What type of new family dynamics have you all created for the three of you?
Ashley: We always talk about having good energy in the house. This is a fun house, we call it the Oasis, so, when Taylor comes home or when we come home, we want to come home to something that is a breath of fresh air. We have tried to create here with us a fun dynamic. Just finding things that we can all agree on as a family, things like, UNO or just watching TV. RuPaul’s Drag Race is something that we've all gotten into as a family.
What's your favorite thing about your partner?
Ashley: I always call Asia my vibe. You know, she just gets me. We can just sit and do absolutely nothing or not even talk, but still feel like there's a connection. What's surprising is we haven't even argued yet. I mean, we've had like debates about certain things, but it hasn't gotten to the point of even an argument. I think we both just kind of get each other, it's easy.
Do you think the dynamics of your relationship will shift when the quarantine ends and you all are no longer spending so much time together?
Asia: I feel like if anything, it would probably give me a chance to miss her because we're at home all the time together.
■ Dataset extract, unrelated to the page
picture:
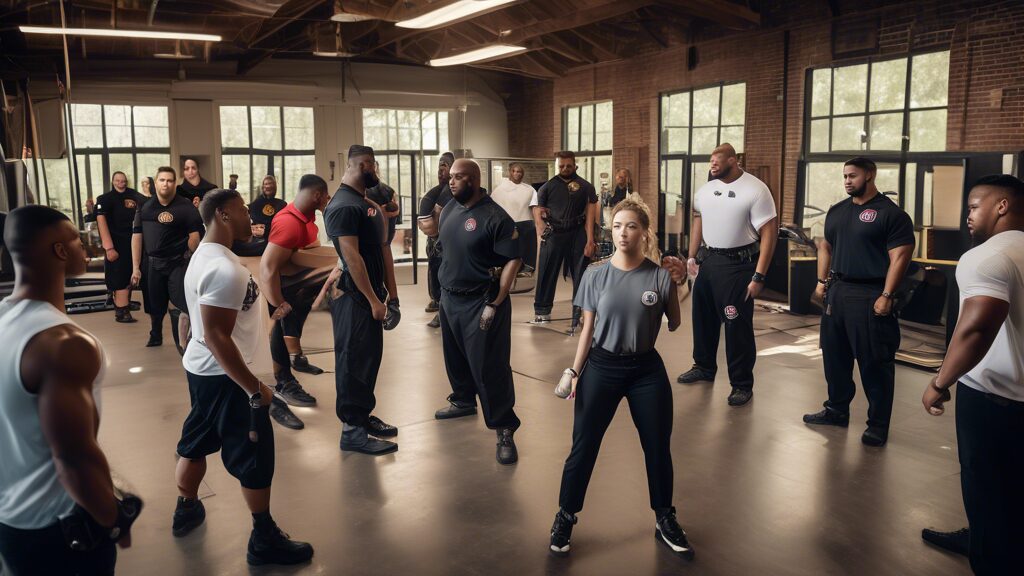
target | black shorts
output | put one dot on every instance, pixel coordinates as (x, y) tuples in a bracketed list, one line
[(220, 419)]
Maybe when she goes in the office, I’ll be like “where you been all day? I missed you” or something like that. She is literally my best friend; we are always together. So the idea of her going into the office is sad, but then maybe it'll give me a chance to miss her and be happy to see her.
"I think because she is a womxn that she knows how to love me, like I know how to love her. I know what she needs, because I know what I [would] want."
And last question, how does it feel to be loved by her?
Asia: To be loved by her is refreshing. It's something that I didn't know I was looking for. I knew when I decided to separate (from my husband) that I was going to be single for a while. I just wanted to be Asia without anyone connected to me. But when I met her, she checked everything that I didn't know I was looking for. I had told my friend that anybody I get with would have to be literally amazing, life-changing, a unicorn, a godsend. Those were the exact words I said to her. I said, I'll probably be single because I know that person doesn't exist. Then I met her and something about her was just pulling me towards her. I didn't even know it. Even being with her in Vegas, New Orleans and Atlanta, I didn't know I was standing next to my heartbeat. I didn't know I was next to somebody that was going to change my life in a couple of years. So, to finally be with her and to know her love, I couldn't imagine being without her.
Ashley: I mean, ditto, you know, with Asia it is so different. I call her my vibe because the energy that she brings to anywhere, whether we're at home or out in public. It's something that cheers me up internally. I've never met an individual that disregards pride, and will humble themselves at a drop of a hat when it comes to love. Loving her, like she said, it's like a breath of fresh air. It's something that I never knew existed. It's something that is new, it's exotic, it's just different. I feel like I can give her my heart, and it won't be damaged. It's amazing. We take every day, day by day, but every day waking up to her is like a ray of sunshine. It's something that I can't live without, I really can't.